Bug 1072583

Summary: hwclock --systohc can hang on busy or virtual machine
Product: Red Hat Enterprise Linux 6 Reporter: Chris MacGregor <chrismacgregor>
Component: util-linux-ngAssignee: Karel Zak <kzak>
Status: CLOSED ERRATA QA Contact: Branislav Blaškovič <bblaskov>
Severity: urgent Docs Contact:
Priority: urgent    
Version: 6.4CC: bblaskov, fkrska, jkurik, kzak, msaxena, psklenar, rrajaram
Target Milestone: rcKeywords: ZStream
Target Release: ---   
Hardware: All   
OS: Linux   
Whiteboard:
Fixed In Version: util-linux-ng-2.17.2-12.15.el6 Doc Type: Bug Fix
Doc Text:
Story Points: ---
Clone Of:
: 1072930 (view as bug list) Environment:
Last Closed: 2014-10-14 07:35:18 UTC Type: Bug
Regression: --- Mount Type: ---
Documentation: --- CRM:
Verified Versions: Category: ---
oVirt Team: --- RHEL 7.3 requirements from Atomic Host:
Cloudforms Team: --- Target Upstream Version:
Embargoed:
Bug Depends On:    
Bug Blocks: 994246, 1072930, 1085818    
Attachments:
Description Flags
patch as submitted to util-linux@vger.kernel.org on 2014-02-27 none

Description Chris MacGregor 2014-03-04 20:34:26 UTC
Created attachment 870620 [details]
patch as submitted to util-linux.org on 2014-02-27

If the hwclock command with the --systohc option is never able to run continuously (without being interrupted for more than 100 ms) for at least 500 ms, then it will never finish running.  This can occur on a machine that is busy, or on a virtual machine where the physical CPUs are shared across a larger number of virtual CPUs.
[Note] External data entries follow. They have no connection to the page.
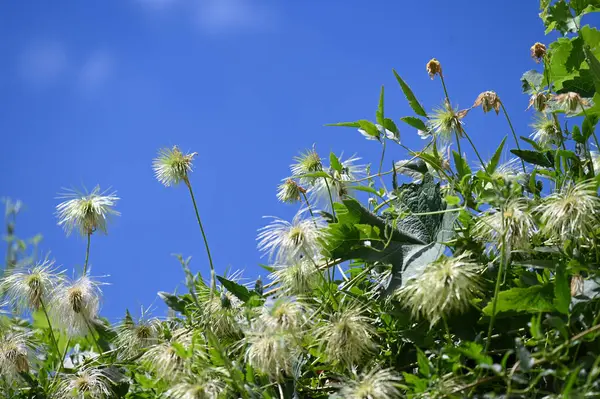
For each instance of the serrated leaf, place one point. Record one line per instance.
(540, 158)
(412, 100)
(537, 298)
(335, 163)
(414, 122)
(491, 166)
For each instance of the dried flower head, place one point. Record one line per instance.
(86, 213)
(75, 304)
(488, 100)
(89, 382)
(347, 337)
(172, 166)
(571, 212)
(197, 388)
(570, 102)
(515, 222)
(434, 68)
(307, 162)
(446, 122)
(272, 352)
(290, 242)
(132, 337)
(14, 354)
(339, 185)
(299, 278)
(545, 132)
(539, 101)
(164, 358)
(290, 192)
(375, 384)
(284, 314)
(445, 287)
(538, 51)
(30, 288)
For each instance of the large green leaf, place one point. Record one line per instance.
(538, 298)
(412, 100)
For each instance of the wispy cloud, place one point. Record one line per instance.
(220, 16)
(42, 63)
(96, 70)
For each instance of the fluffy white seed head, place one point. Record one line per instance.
(89, 382)
(28, 289)
(75, 305)
(445, 287)
(571, 212)
(375, 384)
(347, 337)
(86, 213)
(299, 278)
(287, 242)
(172, 166)
(14, 354)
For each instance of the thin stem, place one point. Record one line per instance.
(497, 288)
(513, 132)
(213, 282)
(87, 253)
(52, 336)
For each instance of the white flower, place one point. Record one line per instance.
(172, 166)
(298, 278)
(86, 213)
(89, 382)
(445, 287)
(14, 353)
(571, 212)
(347, 337)
(132, 336)
(338, 185)
(75, 305)
(290, 242)
(375, 384)
(30, 288)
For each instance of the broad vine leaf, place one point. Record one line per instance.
(537, 298)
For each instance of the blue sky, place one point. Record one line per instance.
(91, 90)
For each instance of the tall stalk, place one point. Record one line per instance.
(213, 282)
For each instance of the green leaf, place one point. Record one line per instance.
(415, 122)
(335, 163)
(540, 158)
(537, 298)
(380, 115)
(562, 290)
(461, 165)
(241, 292)
(491, 166)
(412, 100)
(531, 81)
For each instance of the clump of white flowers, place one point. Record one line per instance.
(86, 213)
(75, 304)
(172, 166)
(571, 212)
(445, 287)
(30, 288)
(347, 337)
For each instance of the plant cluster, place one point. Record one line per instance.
(443, 277)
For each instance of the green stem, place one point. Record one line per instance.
(512, 129)
(213, 282)
(52, 336)
(497, 288)
(87, 253)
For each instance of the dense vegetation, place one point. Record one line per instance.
(455, 278)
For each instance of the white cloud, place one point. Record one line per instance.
(42, 63)
(96, 70)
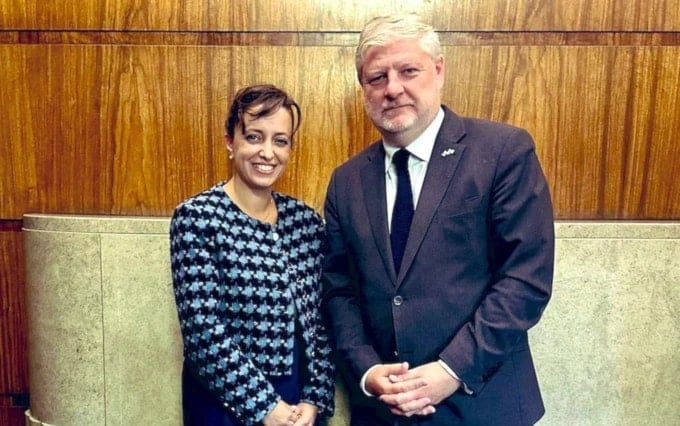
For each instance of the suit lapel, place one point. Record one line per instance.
(373, 188)
(446, 155)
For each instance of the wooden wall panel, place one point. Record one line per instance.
(343, 15)
(605, 136)
(14, 379)
(134, 129)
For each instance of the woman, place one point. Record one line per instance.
(246, 264)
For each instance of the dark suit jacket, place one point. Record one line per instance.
(476, 273)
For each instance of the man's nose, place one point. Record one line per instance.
(394, 86)
(266, 150)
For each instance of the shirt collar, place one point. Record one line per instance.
(423, 145)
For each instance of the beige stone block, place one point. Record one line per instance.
(143, 346)
(65, 335)
(607, 350)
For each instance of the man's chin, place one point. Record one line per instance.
(396, 126)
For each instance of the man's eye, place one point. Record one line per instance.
(375, 80)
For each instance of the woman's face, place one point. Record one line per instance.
(261, 149)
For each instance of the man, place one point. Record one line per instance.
(430, 306)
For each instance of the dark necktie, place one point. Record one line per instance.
(403, 208)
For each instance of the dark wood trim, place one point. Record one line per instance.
(345, 38)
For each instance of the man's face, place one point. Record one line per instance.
(402, 89)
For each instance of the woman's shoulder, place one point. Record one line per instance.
(212, 196)
(207, 203)
(295, 205)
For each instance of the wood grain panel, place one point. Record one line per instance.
(135, 129)
(346, 15)
(605, 136)
(13, 371)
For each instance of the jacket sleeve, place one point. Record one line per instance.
(341, 292)
(319, 388)
(521, 258)
(213, 357)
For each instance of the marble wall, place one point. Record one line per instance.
(105, 349)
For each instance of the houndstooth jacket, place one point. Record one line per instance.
(242, 287)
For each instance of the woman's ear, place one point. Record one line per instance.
(229, 143)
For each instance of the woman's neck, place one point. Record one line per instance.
(256, 204)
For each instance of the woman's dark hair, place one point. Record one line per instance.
(260, 101)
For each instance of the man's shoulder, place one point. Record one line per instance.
(369, 154)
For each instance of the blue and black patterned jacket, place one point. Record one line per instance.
(242, 287)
Version-Release number of selected component (if applicable): util-linux-ng 2.17.2, util-linux 2.20.1


How reproducible: Approximately half the times tried, using the steps below.


Steps to Reproduce:
1. Create a Google Compute Engine instance, machine type g1-small, image centos-6-v20131120, and log in to it.
2. Run "sudo /sbin/hwclock --systohc -D"

Actual results:
Lots of:
...
Time elapsed since reference time has been 5.364920 seconds.
Delaying further to reach the new time.
...
and it never terminates.


Expected results:
Command completes successfully within 2-3 seconds.

Additional info:
The design flaw in 2.17.2's hwclock that causes this problem was masked (not fixed!) by a bug introduced by a change made circa 2011-07-25.  Don't be fooled - this ensures that it always terminates, but not correctly nor in the manner intended (nor was the intent of that change to fix the bug described above).

The attached patch corrects both issues.

Comment 1 Chris MacGregor 2014-03-04 20:46:41 UTC
Forgot to mention: this causes a reboot or shutdown of a machine to effectively hang.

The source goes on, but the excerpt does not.